Kwanzaa is a week-long African American holiday from Dec. 26 to Jan. 1 where families and communities come together to remember and celebrate African American culture and history.
“Kwanza’s origins centered around the celebration and harvesting and sharing of goods in the world,” said Karenga. “This celebration is rooted in the cooperative project of giving, gathering together in harmony, planting the seeds and possibilities of good.”
Kwanzaa was created based on African harvest festival traditions from various parts of West and Southeast Africa. The ideas and concepts of Kwanzaa are expressed in Swahili, one of the most widely spoken languages and the lingua franca of the Great Lakes region of East Africa. The name “Kwanzaa” comes from the Swahili phrase “matunda ya kwanza,” which translates to “first fruits.”
Kwanzaa aims to reinforce the seven principles, or the Nguzo Saba. The seven principles include Umoja (unity), Kujichagulia (self-determination), Ujima (responsibility), Ujamaa (cooperative economics), Nia (purpose), Kuumba (creativity) and Imani (faith).
The holiday consists of various activities including reciting poetry, African drumming and a feast called Karamu on the sixth day. Each day, a candle is lit on a Kinara, a seven-branch candle holder, with each one standing for a different principle. The candles are green and red with a single black candle in the center.
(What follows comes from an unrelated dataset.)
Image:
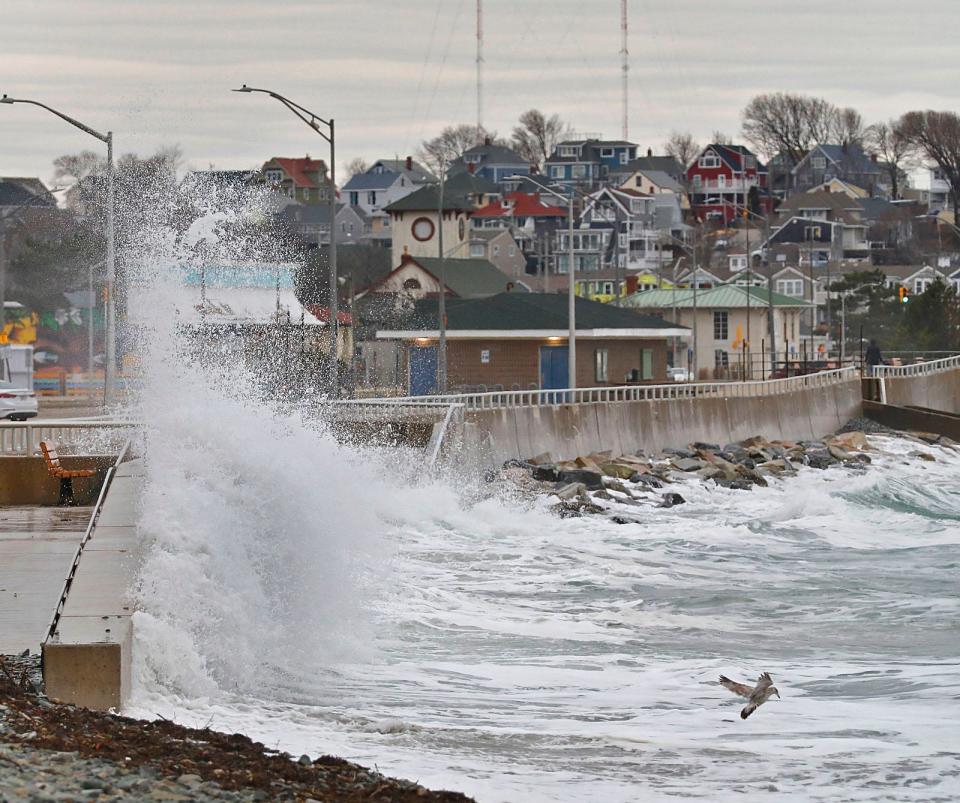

The colors of the Pan-African flag, green, red and black are also seen on the clothing of participants and in decorations.
“Each principle calls for corresponding practice that’s not just a practice. That’s also a cultural practice,” said Karenga. “People forget Kwanzaa is born in struggle and if you read the language of each principle, it starts with striving and struggling.”
Karenga is highly involved in various professional and community affiliations such as the African Heritage Studies Association, the Journal of Black Studies, TransAfrica Forum, the National Association of Kawaida Organizations (NAKO) and more.
He is the author of over 17 books and numerous African studies articles. Winning numerous awards for leadership, Black studies and scholarly achievements, Karenga’s activism has touched many lives.
“There are two things we should all care about; never forget where we came from and always praise the bridges that carried us over,” said Karenga.
Kwanzaa is a primarily African American holiday and can be celebrated by any African American of any religion. Generally celebrated by Black Americans, it’s also celebrated outside of the United States in other countries where there are large numbers of African descendants, including the Caribbean. It was conceived as a nonpolitical, nonreligious holiday; contrary to popular belief, it is not a substitute for Christmas.
Public Policy Polling shows that around 12.5 million Americans and around 40 million globally, celebrated Kwanzaa in 2022. This includes South Africa, Nigeria, South America, Canada, the Caribbean and more. According to Karenga, it’s not just for people of African American descent.
“One of the most important things you can do as Black people is to dialogue with your own culture,” Karenga said.